Такое замыкание сюжета, вполне в духе позднего Толстого, тонко (и, возможно, с некоторой иронией) подхватывает мотив наивного ‘идеализма’ героя — его платонизм, неземную доброту и любовь ко всему миру (в том числе к его «врагу» — инженеру Анисимову). Этот идеализм, подорванный, казалось бы, ходом событий, придает психологическую достоверность финальному обращению героя. Толстой как бы говорит, что неземная доброта и любовь, эксплуатируемые языческо-фарисейской официальной культурой, вовсе не бессмысленны и находят естественное место в рамках подлинного христианства.
Проведенным анализом броской двухчастной композиции «После бала» и вытекающей из него интерпретацией можно было бы удовлетвориться, если бы не оставляемое ими ощущение черно-белой плакатности, тогда как в этом маленьком шедевре о любви и смерти интуитивно чувствуется более глубокая архетипическая подоплека. Неужели вся изощренная сюжетная рифмовка имеет целью чисто техническое взаимоналожение эпизодов ‘войны’ и ‘мира’? Любовь и насилие — естественная пара, но почему они соотнесены здесь столь косвенным, риторическим образом? Если тело татарина замещает и обнажает перед героем Варенькино, то такое разрешение любовного (и сюжетного) напряжения по меньшей мере странно и наталкивает на размышления во фрейдистском или ином архетипическом духе. (И обратно, если насилие над татарином спроецировать на эпизод бала, то в какие отношения ставит это полковника к дочери?)
Поучительную параллель к «После бала» образует рассказ «Святочная ночь» ().

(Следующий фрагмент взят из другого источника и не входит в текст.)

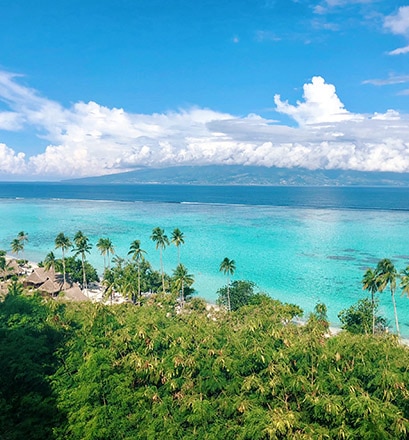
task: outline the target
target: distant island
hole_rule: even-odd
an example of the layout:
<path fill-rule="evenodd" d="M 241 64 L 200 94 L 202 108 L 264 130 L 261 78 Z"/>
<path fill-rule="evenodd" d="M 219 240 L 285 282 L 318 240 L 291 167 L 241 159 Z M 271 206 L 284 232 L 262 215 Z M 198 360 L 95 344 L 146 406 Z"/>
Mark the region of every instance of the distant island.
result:
<path fill-rule="evenodd" d="M 78 184 L 409 186 L 409 173 L 308 170 L 244 165 L 139 168 L 125 173 L 65 180 Z"/>

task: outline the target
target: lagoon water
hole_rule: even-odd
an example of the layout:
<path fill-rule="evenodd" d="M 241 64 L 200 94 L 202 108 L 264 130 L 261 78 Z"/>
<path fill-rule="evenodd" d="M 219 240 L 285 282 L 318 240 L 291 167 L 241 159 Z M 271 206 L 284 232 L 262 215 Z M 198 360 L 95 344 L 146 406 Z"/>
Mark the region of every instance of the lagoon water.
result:
<path fill-rule="evenodd" d="M 306 313 L 318 301 L 337 324 L 339 311 L 365 297 L 362 276 L 381 258 L 398 270 L 409 265 L 409 189 L 294 188 L 164 185 L 67 185 L 0 183 L 0 249 L 21 230 L 28 232 L 24 257 L 42 260 L 59 232 L 81 229 L 94 244 L 89 260 L 100 271 L 95 248 L 109 237 L 116 254 L 141 240 L 159 269 L 159 252 L 149 239 L 160 226 L 170 236 L 185 234 L 181 260 L 195 276 L 198 295 L 215 301 L 225 284 L 224 257 L 236 261 L 233 279 Z M 177 264 L 174 246 L 164 251 L 165 270 Z M 393 325 L 389 292 L 380 294 L 381 313 Z M 397 292 L 402 335 L 409 336 L 409 298 Z"/>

Там за бальной сценой влюбленности в молодую графиню следует поездка к цыганам, а затем в публичный дом, где герой теряет невинность с проституткой, как две капли воды похожей на графиню.
...«A[lexandre] <…> был поражен не столько красотой этой женщины <…> сколько необыкновенным сходством ее с Графиней. Те же глаза, та же улыбка, только выражение ее было неровное, то слишком робкое, то слишком дерзкое…» Набросок кончается резонерским рассуждением о том, что герой и состоящая в бессмысленном светском браке героиня «погибли [для] любви <…> Лучше им век раскаиваться, чем <…> преступной любовью заменить ту, которую они вкусили хоть на одно мгновение».
Сюжетная схема рассказа напоминает «После бала», с той разницей, что посвящение юного героя в таинства плоти проходит целиком в одном и том же плане — любовная завязка разрешается эротической развязкой. Слово «посвящение» здесь вполне уместно, и оно применимо также к «После бала», с его акцентом на познании «чего-то такого», что «они знали», а «я не знал», освоением/осуждением культурных стереотипов, вниманием к культовым праздникам и остраненной подачей ритуала экзекуции. Атмосфере сказочной нереальности и приобщения к обрядовым таинствам способствуют в «После бала» такие мотивы, как ‘опьянение любовью’ и ‘бессонная ночь’, а также характерная для славянского фольклора фигура кузнеца (служащего герою проводником по незнакомому месту).